Prices may drop toward $40 a metric ton, according to Clarksons Platou Securities Inc. A deepening slowdown in China’s steel industry and higher iron ore exports from the largest miners are weighing on prices, said Sanford C. Bernstein & Co.
Iron ore’s return to a bear market highlights that the same factors of surging supply and stalling demand growth, which dragged prices to a decade-low early April, remain at the forefront. Recent losses followed figures showing inventories in China rebounded, while exports in June from Australia’s Port Hedland were at a record. The Minerals Council of Australia on Tuesday defended local miners’ policy of adding output, saying cuts would be a failed strategy that would aid competitors.

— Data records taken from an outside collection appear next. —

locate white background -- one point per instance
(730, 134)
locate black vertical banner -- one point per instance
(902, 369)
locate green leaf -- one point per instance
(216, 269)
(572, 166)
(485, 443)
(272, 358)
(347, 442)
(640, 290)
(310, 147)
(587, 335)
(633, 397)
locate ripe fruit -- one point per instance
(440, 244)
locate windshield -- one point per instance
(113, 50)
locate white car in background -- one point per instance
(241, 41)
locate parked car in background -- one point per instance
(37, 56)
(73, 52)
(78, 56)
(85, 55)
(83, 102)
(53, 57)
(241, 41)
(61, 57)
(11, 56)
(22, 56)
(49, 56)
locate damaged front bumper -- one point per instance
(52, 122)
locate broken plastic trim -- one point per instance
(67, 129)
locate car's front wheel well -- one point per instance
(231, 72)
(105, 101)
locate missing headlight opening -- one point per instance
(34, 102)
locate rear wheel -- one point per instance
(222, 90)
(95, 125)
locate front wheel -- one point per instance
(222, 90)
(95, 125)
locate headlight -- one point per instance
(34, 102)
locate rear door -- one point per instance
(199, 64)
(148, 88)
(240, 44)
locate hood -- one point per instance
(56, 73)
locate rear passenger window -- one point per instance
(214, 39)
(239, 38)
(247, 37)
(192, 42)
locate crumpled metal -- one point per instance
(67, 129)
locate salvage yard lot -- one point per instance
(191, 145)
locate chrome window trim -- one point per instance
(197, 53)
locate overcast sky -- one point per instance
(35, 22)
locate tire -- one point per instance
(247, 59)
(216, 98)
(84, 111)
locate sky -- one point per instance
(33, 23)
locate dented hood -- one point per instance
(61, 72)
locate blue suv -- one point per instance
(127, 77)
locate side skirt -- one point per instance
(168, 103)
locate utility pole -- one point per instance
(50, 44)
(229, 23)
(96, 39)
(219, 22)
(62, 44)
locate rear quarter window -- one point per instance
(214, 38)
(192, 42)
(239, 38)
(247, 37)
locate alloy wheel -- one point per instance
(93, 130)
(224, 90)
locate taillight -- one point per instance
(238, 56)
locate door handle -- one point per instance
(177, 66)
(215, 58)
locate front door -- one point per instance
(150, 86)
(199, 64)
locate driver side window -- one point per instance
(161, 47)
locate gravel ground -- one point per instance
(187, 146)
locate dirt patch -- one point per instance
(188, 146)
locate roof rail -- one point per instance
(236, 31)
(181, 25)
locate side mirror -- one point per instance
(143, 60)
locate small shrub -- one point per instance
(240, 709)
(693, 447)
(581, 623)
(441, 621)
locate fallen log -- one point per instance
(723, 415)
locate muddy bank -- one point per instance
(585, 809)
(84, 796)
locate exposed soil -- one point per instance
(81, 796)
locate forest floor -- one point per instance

“Momentum is clearly negative and that is going to be hard to reverse in the immediate short term,” Paul Gait, an analyst at Bernstein in London, said in an e-mailed response to questions. “The revealed preference of the miners is for volume over value, for tons ahead of price.”
Ore with 62 percent content delivered to Qingdao sank 5.4 percent to $52.28 a dry ton on Monday, according to Metal Bulletin Ltd. Prices slumped more than 20 percent from a high set on June 11, meeting the common definition of a bear market. They’d rebounded from the decade-low of $47.08 on April 2 after shipments missed expectations and port stockpiles fell.
‘Going Lower’
“In recent weeks, we have seen trade pick up,” said Jeremy Sussman, a mining analyst at Clarksons in New York. “If this continues, we think iron ore can continue going lower,” he said, reiterating a view that the price may slump to $40.
Futures on the Dalian Commodity Exchange plunged as much as 4.7 percent to 376 yuan ($60.56) a ton, the lowest price since April 13. Swaps for July settlement on the Singapore Exchange Ltd. dropped to $50.30 a ton on Monday, with contracts for later months trading below $50.
Even as prices drop, Australia’s biggest producers will generate more than A$615 billion ($460 billion) in revenue in the 10 years to 2024, surpassing the previous decade’s total, the minerals council said in a policy paper. Rio Tinto Group and BHP Billiton Ltd., the country’s biggest iron ore suppliers, are members of the group that represents the industry.
Iron ore’s slump vindicated forecasts from banks including Goldman Sachs Group Inc. and UBS Group AG for renewed declines, with Citigroup Inc. predicting prices will drop to less than $40 a ton in the final three months as supplies swell.